Bukti lain pernah diungkap oleh NFIB (National Federation of Independent Business), yang bermarkas di Washington, tahun 1990. Studi lembaga ini ingin mengungkap dari mana saja para pengusaha itu mendapatkan ide-ide usahanya. Ternyata, jawaban yang ditemukan dari para pengusaha yang diteliti itu seperti terlihat dalam boks tulisan ini (baca: Dari Mana Mereka Terinspirasi)
Angka-angka yang tersaji dalam kajian tersebut memang bukan angka mutlak. Mungkin lebih tepat kalau disebut angka petunjuk yang mengandung tafsiran tertentu. Satu di antaranya adalah, sebagian besar pengusaha itu mendapatkan ide-idenya dari proses melakukan social learning, entah dalam bentuk observasi, imitasi, atau identifikasi prilaku orang lain yang dikenalnya.
Jadi, social learning itu berfungsi untuk menginspirasi, menstilumasi, dan memotivasi. Lebih jauh lagi, SC berfungsi sebagai acuan ketahanan mental dalam menghadapi tantangan dunia usaha (mental role model). Dan yang paling penting di sini adalah untuk mengungkap dan menemukan keunggulan personal yang kita miliki, seperti yang dilakukan Jacky Chan.

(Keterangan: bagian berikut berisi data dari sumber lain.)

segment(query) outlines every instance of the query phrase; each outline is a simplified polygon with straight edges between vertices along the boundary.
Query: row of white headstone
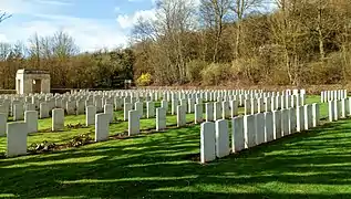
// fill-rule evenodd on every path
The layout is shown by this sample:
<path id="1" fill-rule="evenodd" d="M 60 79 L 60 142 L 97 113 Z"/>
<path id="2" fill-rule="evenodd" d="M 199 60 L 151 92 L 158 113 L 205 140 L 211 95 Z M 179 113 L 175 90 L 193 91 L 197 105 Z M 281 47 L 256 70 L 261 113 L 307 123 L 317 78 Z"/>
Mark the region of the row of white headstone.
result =
<path id="1" fill-rule="evenodd" d="M 320 94 L 321 103 L 328 103 L 329 101 L 341 101 L 347 97 L 348 97 L 347 90 L 322 91 Z"/>
<path id="2" fill-rule="evenodd" d="M 111 91 L 111 92 L 82 92 L 74 94 L 52 95 L 0 95 L 0 113 L 13 115 L 14 121 L 22 121 L 25 111 L 39 111 L 40 118 L 50 117 L 49 113 L 53 108 L 63 108 L 68 115 L 84 114 L 86 106 L 96 106 L 97 112 L 103 112 L 105 104 L 113 104 L 115 109 L 122 108 L 124 103 L 134 104 L 144 98 L 148 101 L 159 101 L 161 96 L 167 102 L 188 101 L 200 98 L 206 102 L 238 101 L 239 106 L 244 105 L 245 100 L 265 98 L 279 95 L 304 95 L 303 90 L 291 92 L 266 92 L 262 91 Z M 196 102 L 200 104 L 200 102 Z M 172 113 L 175 114 L 176 105 Z"/>
<path id="3" fill-rule="evenodd" d="M 228 121 L 205 122 L 200 126 L 200 161 L 238 153 L 242 149 L 272 142 L 281 137 L 317 127 L 319 104 L 258 113 L 231 118 L 231 150 Z"/>
<path id="4" fill-rule="evenodd" d="M 329 122 L 339 121 L 340 118 L 347 118 L 348 116 L 351 116 L 351 97 L 328 102 Z"/>
<path id="5" fill-rule="evenodd" d="M 303 95 L 303 94 L 302 94 Z M 302 96 L 301 95 L 301 96 Z M 269 96 L 269 95 L 268 95 Z M 285 95 L 281 95 L 285 96 Z M 287 97 L 289 95 L 286 95 Z M 257 97 L 257 96 L 256 96 Z M 172 107 L 176 106 L 176 108 L 173 107 L 173 109 L 176 109 L 177 114 L 177 126 L 182 127 L 186 124 L 186 112 L 193 113 L 195 112 L 195 123 L 198 124 L 204 121 L 203 118 L 203 104 L 194 104 L 203 103 L 202 98 L 183 98 L 180 100 L 180 105 L 178 105 L 178 101 L 175 100 L 176 97 L 172 97 Z M 270 98 L 270 97 L 266 97 Z M 282 100 L 285 102 L 286 100 L 283 97 L 272 97 L 277 100 Z M 299 98 L 299 97 L 298 97 Z M 124 118 L 125 121 L 128 121 L 128 135 L 133 136 L 140 133 L 140 119 L 143 116 L 143 102 L 136 102 L 134 104 L 126 103 L 127 97 L 124 97 Z M 120 100 L 121 101 L 121 100 Z M 231 118 L 237 115 L 238 109 L 238 103 L 236 101 L 227 102 L 221 98 L 217 97 L 217 101 L 215 103 L 206 103 L 206 121 L 214 121 L 219 118 Z M 255 101 L 255 96 L 252 95 L 251 100 L 246 100 L 246 104 L 249 104 Z M 177 103 L 175 103 L 177 102 Z M 258 97 L 258 101 L 259 97 Z M 275 101 L 276 102 L 276 101 Z M 279 102 L 279 101 L 277 101 Z M 106 101 L 106 103 L 111 103 L 111 101 Z M 156 129 L 162 130 L 166 128 L 166 113 L 168 109 L 168 102 L 162 101 L 162 107 L 156 108 L 155 113 L 155 105 L 153 102 L 146 102 L 147 104 L 147 117 L 151 118 L 154 115 L 156 115 Z M 278 103 L 283 104 L 283 103 Z M 134 106 L 133 106 L 134 105 Z M 194 108 L 193 108 L 194 107 Z M 254 106 L 255 107 L 255 106 Z M 134 108 L 134 109 L 133 109 Z M 14 106 L 14 113 L 17 111 L 17 104 Z M 47 109 L 47 108 L 41 108 Z M 92 105 L 86 106 L 86 125 L 93 125 L 95 124 L 95 142 L 105 140 L 109 138 L 109 125 L 113 121 L 113 109 L 114 106 L 112 104 L 105 104 L 104 105 L 104 113 L 96 114 L 97 108 Z M 41 114 L 39 114 L 40 116 Z M 16 155 L 22 155 L 22 153 L 27 151 L 27 145 L 23 145 L 22 147 L 18 144 L 17 140 L 25 140 L 27 143 L 27 134 L 28 133 L 35 133 L 38 132 L 38 112 L 37 111 L 25 111 L 24 112 L 24 122 L 21 123 L 12 123 L 7 124 L 7 114 L 0 114 L 0 124 L 3 124 L 3 128 L 8 127 L 8 129 L 0 129 L 2 132 L 8 132 L 8 156 L 16 156 Z M 23 124 L 27 126 L 25 130 L 23 130 Z M 0 125 L 1 126 L 1 125 Z M 52 111 L 52 130 L 62 130 L 64 128 L 64 109 L 63 108 L 54 108 Z M 16 132 L 21 130 L 21 133 L 14 135 Z M 9 135 L 11 134 L 11 135 Z M 20 136 L 20 137 L 19 137 Z M 24 147 L 25 146 L 25 147 Z"/>

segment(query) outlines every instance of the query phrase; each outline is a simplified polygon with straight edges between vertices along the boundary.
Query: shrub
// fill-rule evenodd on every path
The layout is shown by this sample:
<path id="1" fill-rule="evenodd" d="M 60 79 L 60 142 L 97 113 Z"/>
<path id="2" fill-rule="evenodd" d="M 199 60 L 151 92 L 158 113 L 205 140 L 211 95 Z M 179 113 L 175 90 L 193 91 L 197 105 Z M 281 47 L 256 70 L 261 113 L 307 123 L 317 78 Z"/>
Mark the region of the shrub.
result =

Saat penjualan film pertamanya jatuh, Jacky yakin keunggulannya belum tereksplorasi secara maksimal di film itu. "Ketika saya berakting serius, ini Bruce Lee. Ketika saya berakting melucu terus, ini komedi, bukan laga. Ketika saya berakting dengan menggunakan senjata atau teknologi, ini aktor Hollywood." Observasi dan identifikasi inilah yang kemudian memuculkan Jacky yang benar-benar ”Jacky banget.”

Boks: Dari Mana Mereka Terinspirasi
43 % dari pengalaman kerja dengan orang lain.
18 % dari hobi atau interest pribadi
10 % dari peluang yang muncul di luar skenario rencana
9 % dari saran orang lain yang sudah sukses menjadi pengusaha
6 % dari pendidikan, pelatihan atau kursus.